30 December 2009

Multitudes

The Foraminifera Sculpture Park in Guangzhou Province officially opened this month and is dedicated to large sculptures of these single-cell marine organisms. Marine geologist Bilal Haq of the National Science Foundation got the idea of a sculpture park a decade ago after seeing palm-sized models of foraminifera in the lab of marine biologist Zheng Shouyi at the Institute of Oceanology in Qingdao, China. Zheng persuaded local authorities to pursue the idea.
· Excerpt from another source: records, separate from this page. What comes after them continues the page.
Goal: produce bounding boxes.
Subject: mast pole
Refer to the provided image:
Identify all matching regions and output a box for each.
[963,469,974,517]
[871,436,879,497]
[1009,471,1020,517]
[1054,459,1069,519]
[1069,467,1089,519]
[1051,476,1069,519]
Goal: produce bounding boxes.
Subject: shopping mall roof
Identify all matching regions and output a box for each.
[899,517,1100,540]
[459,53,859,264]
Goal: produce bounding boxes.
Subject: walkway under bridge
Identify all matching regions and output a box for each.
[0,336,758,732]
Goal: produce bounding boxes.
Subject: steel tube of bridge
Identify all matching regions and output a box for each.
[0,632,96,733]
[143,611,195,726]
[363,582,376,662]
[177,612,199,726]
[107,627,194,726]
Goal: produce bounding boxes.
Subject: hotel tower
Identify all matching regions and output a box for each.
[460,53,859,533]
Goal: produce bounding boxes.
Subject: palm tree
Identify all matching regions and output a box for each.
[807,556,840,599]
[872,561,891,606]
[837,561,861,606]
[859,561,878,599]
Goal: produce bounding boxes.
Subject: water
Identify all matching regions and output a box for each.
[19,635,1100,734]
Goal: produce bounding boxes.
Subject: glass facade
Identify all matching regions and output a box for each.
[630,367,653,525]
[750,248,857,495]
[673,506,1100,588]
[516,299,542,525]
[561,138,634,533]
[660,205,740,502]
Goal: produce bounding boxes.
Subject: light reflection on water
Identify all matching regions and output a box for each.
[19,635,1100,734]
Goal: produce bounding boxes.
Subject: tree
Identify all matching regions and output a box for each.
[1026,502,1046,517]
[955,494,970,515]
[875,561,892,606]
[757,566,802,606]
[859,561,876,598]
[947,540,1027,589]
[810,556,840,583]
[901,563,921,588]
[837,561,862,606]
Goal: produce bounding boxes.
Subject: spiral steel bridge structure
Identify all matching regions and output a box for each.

The 114 sculptures were carved out of marble, granite, and sandstone.
-- a random sample in Science.

D'Arcy Thompson wrote of the Foraminifera:
In few other groups, perhaps only among the Radiolaria, do we seem to possess so nearly complete a picture of all the possible transitions between form and form, and of the whole branching system of the evolutionary tree: as though little or nothing of it had ever perished, and whole web of life, past and present, were as complete as ever.

He adds:
in days gone by I used to see the beach of a little Connemara bay bestrewn with millions upon millions of foraminiferal shells, simple Lagenae, less simple Nodosariae, more complex Rotiliae: all drifted by wave and gentle current from their sea-cradle to their sandy grave: all lying bleached and dead: one more delicate than another, but all (or vast multitudes of them) perfect and unbroken.